New report highlights possible costs of Brexit for exporters

Brexit | 16 March 2018

Brexit-related red tape could cost exporters in the UK and EU as much as £58 billion a year, according to a new report.


With the UK's departure from the European Union set to go ahead in March 2019, businesses across the continent remain uncertain as to what kind of repercussions this move will have, with optimism levels higher in some sectors than others.

Perhaps the greatest concerns are those held by international traders, with many business leaders expressing their worry that Brexit could lead to import and export activity being held back by new bureaucratic burdens even before the June 2016 referendum result. Much of this potential red tape is likely to be minimized if the UK and EU are able to agree a post-Brexit free trade agreement, but with Brexit negotiations progressing slowly, this remains a distant prospect.

With this in mind, legal firms Oliver Wyman and Clifford Chance have put together a report estimating the impact on businesses if no deal was agreed, with the UK and EU reverting to a World Trade Organization (WTO) trading relationship with each other. The findings are likely to confirm many of the concerns held by the business community, and underline the need to plan for every eventuality.

An impact for British and European businesses alike

The report calculated the impact of tariffs and non-tariff barriers to trade on companies in the UK and in the remaining 27 EU nations, estimating direct costs of around £31 billion (€35.12 billion) for EU exporters and around £27 billion (€30.59 billion) for UK exporters, with non-tariff barriers having greater consequence than the tariffs themselves.

Although the financial costs of this type of hard Brexit would be greater for EU27 nations in numerical terms, the impact would proportionately be four times larger for the UK as a percentage of gross value added.
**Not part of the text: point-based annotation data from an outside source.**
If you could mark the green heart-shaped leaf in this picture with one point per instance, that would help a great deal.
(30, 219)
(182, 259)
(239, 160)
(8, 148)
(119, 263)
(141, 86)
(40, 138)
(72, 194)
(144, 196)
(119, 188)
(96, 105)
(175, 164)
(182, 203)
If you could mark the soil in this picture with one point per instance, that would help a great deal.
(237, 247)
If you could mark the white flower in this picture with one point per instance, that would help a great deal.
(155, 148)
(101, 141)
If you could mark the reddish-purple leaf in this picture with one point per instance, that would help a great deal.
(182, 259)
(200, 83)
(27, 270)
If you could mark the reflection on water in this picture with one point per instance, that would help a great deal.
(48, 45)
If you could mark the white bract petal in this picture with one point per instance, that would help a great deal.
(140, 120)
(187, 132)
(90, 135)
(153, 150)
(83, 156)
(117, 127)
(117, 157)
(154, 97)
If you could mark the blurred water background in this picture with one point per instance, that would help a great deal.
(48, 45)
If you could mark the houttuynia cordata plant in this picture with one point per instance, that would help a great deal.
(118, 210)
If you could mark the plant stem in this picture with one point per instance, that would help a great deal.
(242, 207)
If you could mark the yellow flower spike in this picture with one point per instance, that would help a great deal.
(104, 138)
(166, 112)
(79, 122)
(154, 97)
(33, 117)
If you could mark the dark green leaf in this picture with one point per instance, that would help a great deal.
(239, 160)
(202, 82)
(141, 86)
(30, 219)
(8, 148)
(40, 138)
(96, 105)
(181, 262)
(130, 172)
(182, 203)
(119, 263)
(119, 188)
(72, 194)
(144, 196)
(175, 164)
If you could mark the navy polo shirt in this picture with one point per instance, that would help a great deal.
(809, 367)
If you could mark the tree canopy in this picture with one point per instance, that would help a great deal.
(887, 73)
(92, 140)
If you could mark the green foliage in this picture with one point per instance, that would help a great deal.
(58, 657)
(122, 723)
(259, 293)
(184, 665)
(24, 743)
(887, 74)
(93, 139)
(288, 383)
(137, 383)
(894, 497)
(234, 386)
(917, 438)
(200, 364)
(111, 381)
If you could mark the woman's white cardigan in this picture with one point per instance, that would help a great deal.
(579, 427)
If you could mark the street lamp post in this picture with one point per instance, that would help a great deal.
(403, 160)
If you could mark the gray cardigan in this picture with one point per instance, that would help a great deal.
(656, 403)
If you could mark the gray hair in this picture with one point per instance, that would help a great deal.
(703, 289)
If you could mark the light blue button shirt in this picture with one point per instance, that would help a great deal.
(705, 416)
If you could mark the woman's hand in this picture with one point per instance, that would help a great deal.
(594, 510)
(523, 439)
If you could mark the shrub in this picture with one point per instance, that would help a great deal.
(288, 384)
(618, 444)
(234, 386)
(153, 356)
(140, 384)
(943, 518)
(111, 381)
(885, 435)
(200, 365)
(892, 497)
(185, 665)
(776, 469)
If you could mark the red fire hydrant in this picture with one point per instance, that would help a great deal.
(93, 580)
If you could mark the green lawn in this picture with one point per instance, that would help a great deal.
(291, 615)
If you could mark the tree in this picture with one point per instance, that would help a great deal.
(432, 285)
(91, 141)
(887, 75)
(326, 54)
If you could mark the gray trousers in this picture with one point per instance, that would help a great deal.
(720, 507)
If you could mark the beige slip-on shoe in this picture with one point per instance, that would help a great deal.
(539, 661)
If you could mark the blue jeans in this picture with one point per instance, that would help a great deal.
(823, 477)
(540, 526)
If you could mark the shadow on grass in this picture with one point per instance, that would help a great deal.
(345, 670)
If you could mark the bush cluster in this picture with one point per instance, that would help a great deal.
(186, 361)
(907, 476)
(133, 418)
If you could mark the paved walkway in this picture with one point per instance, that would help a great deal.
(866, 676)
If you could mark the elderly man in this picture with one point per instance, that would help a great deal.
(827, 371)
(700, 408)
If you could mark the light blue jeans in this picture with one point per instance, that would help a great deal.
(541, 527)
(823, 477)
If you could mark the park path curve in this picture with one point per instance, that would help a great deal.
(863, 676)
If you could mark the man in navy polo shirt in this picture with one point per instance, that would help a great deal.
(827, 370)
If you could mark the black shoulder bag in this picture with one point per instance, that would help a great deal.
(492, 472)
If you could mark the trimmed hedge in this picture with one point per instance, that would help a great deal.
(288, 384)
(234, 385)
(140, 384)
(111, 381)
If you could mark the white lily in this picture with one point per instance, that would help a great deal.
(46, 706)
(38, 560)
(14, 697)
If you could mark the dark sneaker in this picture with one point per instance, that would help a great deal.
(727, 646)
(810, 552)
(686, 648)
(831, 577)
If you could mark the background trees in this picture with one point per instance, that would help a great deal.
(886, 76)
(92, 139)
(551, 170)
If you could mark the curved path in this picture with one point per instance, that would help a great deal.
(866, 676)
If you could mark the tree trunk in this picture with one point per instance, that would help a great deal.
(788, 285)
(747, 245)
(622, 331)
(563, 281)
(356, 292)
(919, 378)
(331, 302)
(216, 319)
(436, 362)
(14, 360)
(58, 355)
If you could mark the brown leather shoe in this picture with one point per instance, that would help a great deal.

London would be hit particularly hard, due to the likely loss of the British capital's status as a financial hub if it lost its free access to European markets.

However, many parts of Europe would also suffer considerable economic losses - in Germany, the states of Bavaria, North Rhine-Westphalia, Baden-Wuerttemberg and Lower Saxony would be expected to shoulder around 70 per cent of the country's direct export losses, due to their leading global positions in automotive and manufacturing, while Ireland's agricultural sector would be hit hard if its UK customer base was suddenly curtailed.

Certain sectors set to be affected more than others

These findings are indicative of another important trend highlighted by the report - namely, the fact that certain industries and types of company are likely to be affected more harshly than others.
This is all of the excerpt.